Looks like I'm walking home.

The original IL-2 came in for a bit of stick because it used scripted missions for its campaigns. In Forgotten Battles and Pacific Fighters (subsequent instalments/sequels both included in this edition) career sorties were randomly generated making for much more engaging tours. Simmers with experience of titles like Falcon 4.0 and Rowan's Battle of Britain may still be disappointed by the lack of targets of opportunity and strategic freedom (you can't alter historical outcomes in the stock campaigns) Luckily, thanks to a free utility created by community boffin Paul Lowengrin (http://www.lowengrin.com/news.php), there's a relatively simple way to add this kind of texture to the game.

Talking of 'the community', buying into an established and popular game like this one means gaining access to a world of excellent free content and assistance. Though new planes can't be added by users (not a big problem considering the size of the existing fleet) there's an excellent range of gratis campaigns, single missions and skins available. Novices looking for flight and combat tips can browse big guide libraries like the one at Airwarfare.com (http://www.airwarfare.com/guides.htm) It's well worth stressing that just because you've never flown a flight-sim before, there's no reason to be wary of IL-2. Once you've realised a few important keys are unassigned by default (potentially confusing) and that almost everything about the flight and combat models can be softened via the options menu, then you should have few problems finding your feet.

Gremlins and grumblings

It's against my religion to write an entirely positive review so here are a few small gripes to justify the missing '1' on that score down there. Firstly, the 'Complete Edition' name is a tad inaccurate as this pack doesn't include the most recent official add-on - the Pe-2 Peshka pack (http://www.rrgstudios.com/EN_02_05_Pe2Peshka.shtml) You can download this separately for a tenner from the Ubi.com shop but the installation process is bit of a palaver so it would have been nice to see it integrated.

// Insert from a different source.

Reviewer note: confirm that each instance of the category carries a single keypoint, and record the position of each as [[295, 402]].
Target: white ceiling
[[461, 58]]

Also IL-2 does have its share of trifling quirks and deficiencies. AI aircraft, while generally extremely believable, do enjoy certain advantages like G-suits (enemies don't black-out or red-out during extreme manoeuvres) x-ray specs (bandits can see through clouds) dive-resistant airframes and improbably talented turret gunners. None of these issues are reasons to avoid this sublime sim, but we'll be disappointed if they crop-up in the upcoming series sequel - Storm of War: Battle of Britain.